I agree, it will take 5 minutes to the person creating the repository, until github comes up with a new default branch name.
a) The actual instructions you point to are to change what is known as the default branch. This could as well be "release". Not directly related to a new default branch name. _But_ indeed, this shows that you can right now use github with a new default branch name.
b) and c) look to me like the perfect recipe to complicate a world that was already not very easy. Let's face it, git has been known to be more complicated than mercurial for example. The fact that you can do so many cool things with git like "pre-commit" hooks, templates, worktrees and so on, comes at the price of complexity of the tool. So if I can stay with a regular "git init" in _any_ remote headless server I can work with, (or a git clone) instead of having to create a new template plus remember the new default branch name of the particular organization (inside github for example) I will do it that way.
For BONSAI, when we talk practical terms this means less than 35 repositories, so I suppose the 5 minutes for every potential bonsai contributor can be safely spent.

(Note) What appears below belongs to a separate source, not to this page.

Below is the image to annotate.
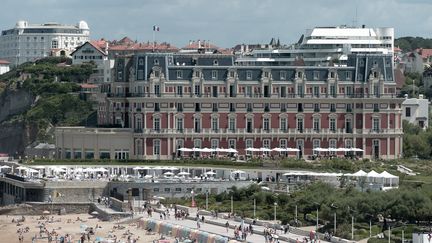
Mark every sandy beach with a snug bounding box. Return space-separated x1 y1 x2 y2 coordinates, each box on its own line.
0 213 161 243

Hey, maybe once github finds the right way to push this down, they'll even allow groups or organization for an automatic way to do it for all their projects (after all, a git -m is relatively fast on the server side). However, don't forget that this means every clone out there of our repos might need an update.

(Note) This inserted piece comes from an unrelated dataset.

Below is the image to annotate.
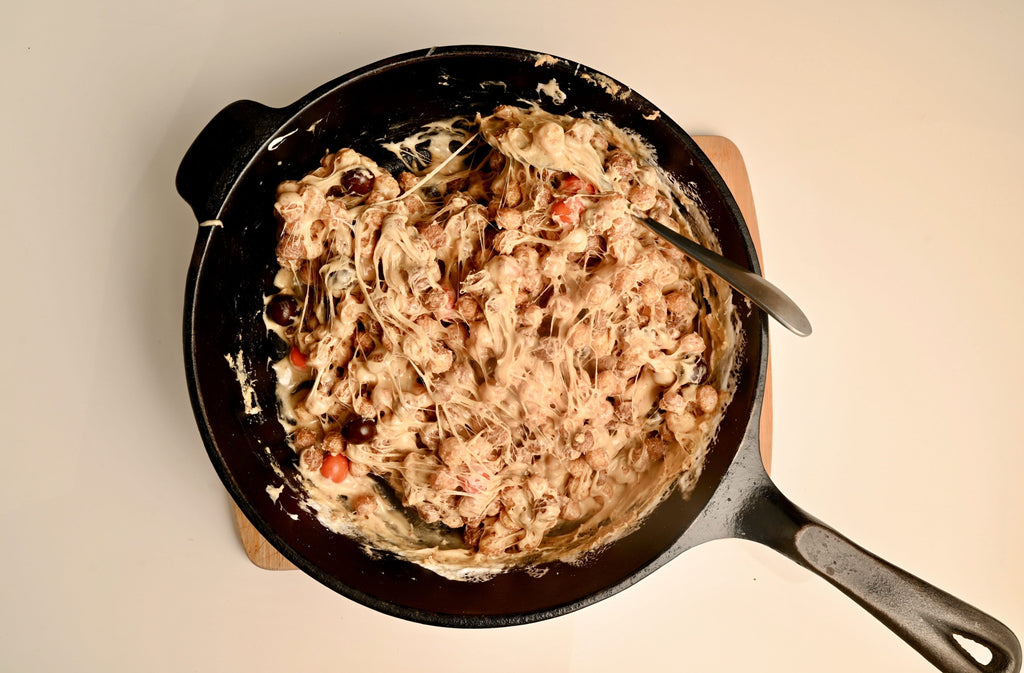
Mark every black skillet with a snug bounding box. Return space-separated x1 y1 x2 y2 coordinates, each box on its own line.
177 45 1020 673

In my personal daily experience I deal with gitlab.com / github.com / bitbucket.com / local gitlab instances daily, and, clearly this will be not just 5 minutes once (like this week for example). It's going to be 5 minutes daily for a few weeks.
I suggest we wait until
+ github.com proposes:
- a way to do it from the web interface that matches a github wide policy
- a huge communication campaign that warns all github users (professional / free-lance / occasional / consultant developers, community managers, savy tech users, scientific programmers, you-name-it) of the *name* of the new default branch
+ a consensus [on a sensitive new default name] emerges:
- from the BONSAI community (General Assembly, we're looking at you)
- also from the wider git users community in the world
.. and optionally it would be interesting to hear from this "2 hit-wonder" guy named Linus Torvalds, on how he is going to deal with it. Not that we should follow his own practices, because the python community ones seem a bit less tyrannic.
To sum up, I'm not against it. All I say is that we can decide now to GO or NO-GO on a BONSAI wide level for the change of the current default branch of all our github repositories (because they are all hosted there, but they are all just "git" repositories), but before executing this, let's see how the wider world community handles the case.